The most amazing Apple Cranberry Pie with a crisp and flaky golden crust and juicy sweet apple filling. The apples and cranberries pair really nicely together and the most amazing combination is serving the pie warm with a cold scoop of ice cream.
Author:Olga's Flavor Factory
Prep Time:2 hours
Cook Time:1 hour 25 mins
Total Time:3 hours 25 mins
Yield:1 9 inch pie 1x
Category:Sweets
Ingredients
Scale
Pie Crust:
1 cup (16 Tablespoons) butter, very cold
2 1/2 cups all-purpose flour
1/8 teaspoon salt
2 Tablespoons granulated sugar
1 egg
2 Tablespoons sour cream
6–8 Tablespoons ice water
Filling:
3 lbs apples, peeled and sliced into 1/4 inch pieces
2 cups cranberries, fresh or frozen
1/3 cup granulated sugar
1/8 teaspoon salt
1 Tablespoon lemon juice
4 Tablespoons flour
2 Tablespoons butter, cut into 1/4 inch cubes
egg wash – 1 egg and 1 Tablespoon water or milk
Instructions
Pie Crust:
I start out with placing the butter and the water into the freezer while I am taking out the rest of the ingredients and getting everything set up so that they are extra cold.
Place the flour, salt, and sugar into a food processor and add the cold butter pieces. Pulse until there are pea-sized pieces of butter in the flour.
In a medium bowl or cup, combine the egg, sour cream and 3 Tablespoons of ice cold water. Pour this mixture into the flour and pulse to combine again. Keep adding more water, one Tablespoon at a time until the pie dough starts to come together. Don’t overmix it.
Dump it all out onto the counter and quickly knead it together until all the loose flour is incorporated into the dough, but don’t overwork it. Be very quick, since you don’t want your warm hands to melt the butter in the dough. Divide the dough in half, and wrap each in parchment paper, plastic wrap or aluminum foil and place into the refrigerator to chill at least for 1 hour. You can store it in the refrigerator a few days or in the freezer for a month.
Filling:
Preheat the oven to 400 degrees Fahrenheit.
Cut the cranberries in half and toss with 1-2 Tablespoons of the sugar.

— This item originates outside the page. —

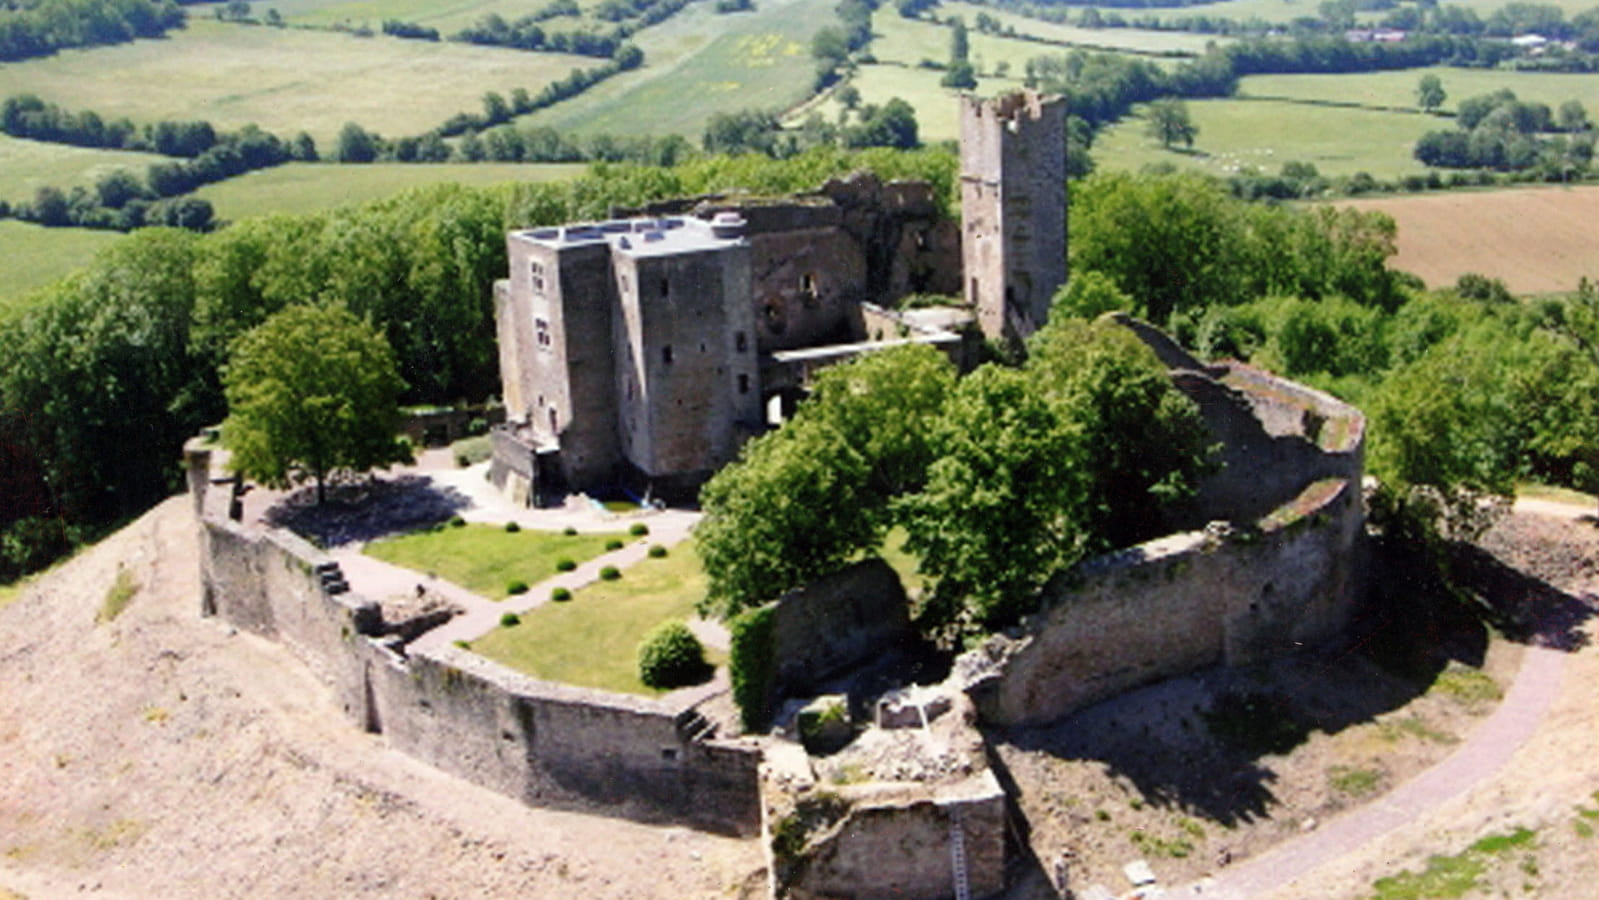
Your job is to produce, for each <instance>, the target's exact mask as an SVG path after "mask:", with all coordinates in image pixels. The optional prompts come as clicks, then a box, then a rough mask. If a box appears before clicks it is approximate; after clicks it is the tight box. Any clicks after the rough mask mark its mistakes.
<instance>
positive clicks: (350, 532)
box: [265, 475, 472, 547]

I like to do this because cranberries are really tart and this gives the sugar a better chance to soak into the berries and sweeten them up a bit.

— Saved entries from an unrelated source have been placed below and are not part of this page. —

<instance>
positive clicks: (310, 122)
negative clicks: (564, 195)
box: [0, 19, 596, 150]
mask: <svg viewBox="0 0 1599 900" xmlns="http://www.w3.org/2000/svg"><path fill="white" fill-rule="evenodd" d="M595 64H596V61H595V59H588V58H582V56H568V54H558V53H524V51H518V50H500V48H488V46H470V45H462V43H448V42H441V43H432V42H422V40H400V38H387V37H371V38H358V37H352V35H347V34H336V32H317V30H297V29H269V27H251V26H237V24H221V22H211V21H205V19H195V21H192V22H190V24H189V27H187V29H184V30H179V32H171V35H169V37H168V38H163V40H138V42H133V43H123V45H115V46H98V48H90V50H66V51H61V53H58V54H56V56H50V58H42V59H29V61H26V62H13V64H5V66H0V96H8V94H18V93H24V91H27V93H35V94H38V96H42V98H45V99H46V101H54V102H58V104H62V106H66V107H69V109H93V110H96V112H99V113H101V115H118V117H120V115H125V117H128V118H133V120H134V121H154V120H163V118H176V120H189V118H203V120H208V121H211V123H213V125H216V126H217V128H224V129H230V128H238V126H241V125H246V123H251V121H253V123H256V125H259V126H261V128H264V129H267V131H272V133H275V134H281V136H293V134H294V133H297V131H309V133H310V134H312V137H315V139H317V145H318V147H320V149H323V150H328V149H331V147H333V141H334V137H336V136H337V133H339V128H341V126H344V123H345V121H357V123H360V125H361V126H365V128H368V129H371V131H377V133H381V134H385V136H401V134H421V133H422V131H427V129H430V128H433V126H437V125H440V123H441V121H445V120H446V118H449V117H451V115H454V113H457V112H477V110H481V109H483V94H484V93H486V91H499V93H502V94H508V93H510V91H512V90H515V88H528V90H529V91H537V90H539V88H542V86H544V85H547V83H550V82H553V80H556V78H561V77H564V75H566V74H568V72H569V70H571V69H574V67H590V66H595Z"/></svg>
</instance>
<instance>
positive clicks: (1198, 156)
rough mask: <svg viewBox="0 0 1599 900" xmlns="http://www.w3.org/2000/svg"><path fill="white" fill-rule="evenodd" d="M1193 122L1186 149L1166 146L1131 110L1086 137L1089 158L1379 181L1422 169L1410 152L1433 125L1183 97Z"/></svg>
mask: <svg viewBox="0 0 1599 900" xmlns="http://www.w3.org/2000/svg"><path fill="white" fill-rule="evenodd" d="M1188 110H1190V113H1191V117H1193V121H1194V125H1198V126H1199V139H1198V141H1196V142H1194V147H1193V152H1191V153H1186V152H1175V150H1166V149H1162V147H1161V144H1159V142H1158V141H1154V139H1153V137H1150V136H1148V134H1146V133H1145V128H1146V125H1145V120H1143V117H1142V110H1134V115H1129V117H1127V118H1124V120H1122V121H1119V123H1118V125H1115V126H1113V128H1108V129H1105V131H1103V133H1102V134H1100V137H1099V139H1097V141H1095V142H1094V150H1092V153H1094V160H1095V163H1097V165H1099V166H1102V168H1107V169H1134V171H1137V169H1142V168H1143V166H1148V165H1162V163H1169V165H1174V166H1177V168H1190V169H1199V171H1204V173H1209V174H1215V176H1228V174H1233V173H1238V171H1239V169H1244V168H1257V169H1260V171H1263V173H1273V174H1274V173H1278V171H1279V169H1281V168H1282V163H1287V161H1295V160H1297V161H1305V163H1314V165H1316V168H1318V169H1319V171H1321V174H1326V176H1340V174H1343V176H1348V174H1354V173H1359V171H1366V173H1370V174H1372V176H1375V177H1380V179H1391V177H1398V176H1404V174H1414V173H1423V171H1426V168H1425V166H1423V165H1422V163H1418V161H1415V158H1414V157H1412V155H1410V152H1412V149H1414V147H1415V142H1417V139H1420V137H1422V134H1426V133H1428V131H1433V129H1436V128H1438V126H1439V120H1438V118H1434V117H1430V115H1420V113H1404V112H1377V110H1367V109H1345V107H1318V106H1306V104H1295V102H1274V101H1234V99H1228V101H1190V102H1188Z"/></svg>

Peel and slice the apples and place them into a large bowl with the cranberries, the rest of the sugar, lemon juice and salt. Set aside for at least 30 minutes. Drain all the juice that will accumulate in the bottom of the bowl. I got almost 1/2 a cup! This will keep the pie filling from becoming too watery.
Add the flour to the drained filling and toss it together until all the apples and cranberries are coated in flour.
Assembling and Baking the Pie:
Roll out one of the discs of the pie dough into a 12-14 inch circle.
Ease it gently into a deep dish pie plate.
Keep the pie dough cold at all times. Fill the pie with the apple cranberry filling and dot the top of it with the 2 Tablespoons of butter.
Place the filled pie into the refrigerator while you work on the top crust.
Roll out the second pie crust and make it into a lattice top, or whatever kind of topping you like. Crimp the edges of the pie to make a pretty edge all the way around. Brush the top of the crust with the egg wash.
Bake the pie in the preheated oven for 25 minutes, then reduce the heat to 350 degrees Fahrenheit and bake for another 50-60 minutes.